Байдалов с минуту сидел неподвижно, словно оглушенный, вертя в руках карандаши. На лице его было написано такое огорчение, будто он только что получил известие о смерти близких. Но вот капитан бросил коробку на стол, откинулся на стуле. Взгляд его коричневых глаз стал суровым и жестким.

— Завалил! — мрачно выговорил он и, хлопнув себя по колену, вскочил со стула.— Какой вещдок завалил!..

Тимонин удивленно посмотрел на капитана и заморгал ресницами. Комкая в руках кепку, он исподлобья следил за бегающим по кабинету Байдаловым.

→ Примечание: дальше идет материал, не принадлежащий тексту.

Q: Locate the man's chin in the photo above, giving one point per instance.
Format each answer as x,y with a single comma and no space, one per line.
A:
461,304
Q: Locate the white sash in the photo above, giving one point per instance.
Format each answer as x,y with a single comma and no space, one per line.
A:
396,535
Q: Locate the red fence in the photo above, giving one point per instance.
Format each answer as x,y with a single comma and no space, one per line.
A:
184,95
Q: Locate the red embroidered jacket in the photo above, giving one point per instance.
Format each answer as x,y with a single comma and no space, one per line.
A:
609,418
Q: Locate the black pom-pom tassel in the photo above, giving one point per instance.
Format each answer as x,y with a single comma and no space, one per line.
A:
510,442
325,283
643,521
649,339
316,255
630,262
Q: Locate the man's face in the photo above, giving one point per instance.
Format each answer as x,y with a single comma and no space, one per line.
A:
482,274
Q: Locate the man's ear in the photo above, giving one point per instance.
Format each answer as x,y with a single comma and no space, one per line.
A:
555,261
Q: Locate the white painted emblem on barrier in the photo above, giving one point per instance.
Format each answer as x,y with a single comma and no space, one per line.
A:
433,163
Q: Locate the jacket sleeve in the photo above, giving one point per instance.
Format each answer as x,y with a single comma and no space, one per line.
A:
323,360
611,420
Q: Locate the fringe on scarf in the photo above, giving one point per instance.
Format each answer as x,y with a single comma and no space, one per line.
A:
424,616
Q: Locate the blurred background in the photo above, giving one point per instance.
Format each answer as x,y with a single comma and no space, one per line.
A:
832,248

— Ну, как же ты? Эх! — Капитан остановился и, не ожидая ответа, махнул рукой. Он вспомнил, что Тимонин всего несколько недель, на оперативной работе. Конечно, мог ошибиться, ведь заранее ему не подсказали. А полковник предупреждал... Байдалов уперся руками в стол, невидящим взором уставился в зеленое сукно. «Ох, ждет тебя участь Синицына,— горько подумал он о себе.— Кажется, я действительно отрываюсь от коллектива».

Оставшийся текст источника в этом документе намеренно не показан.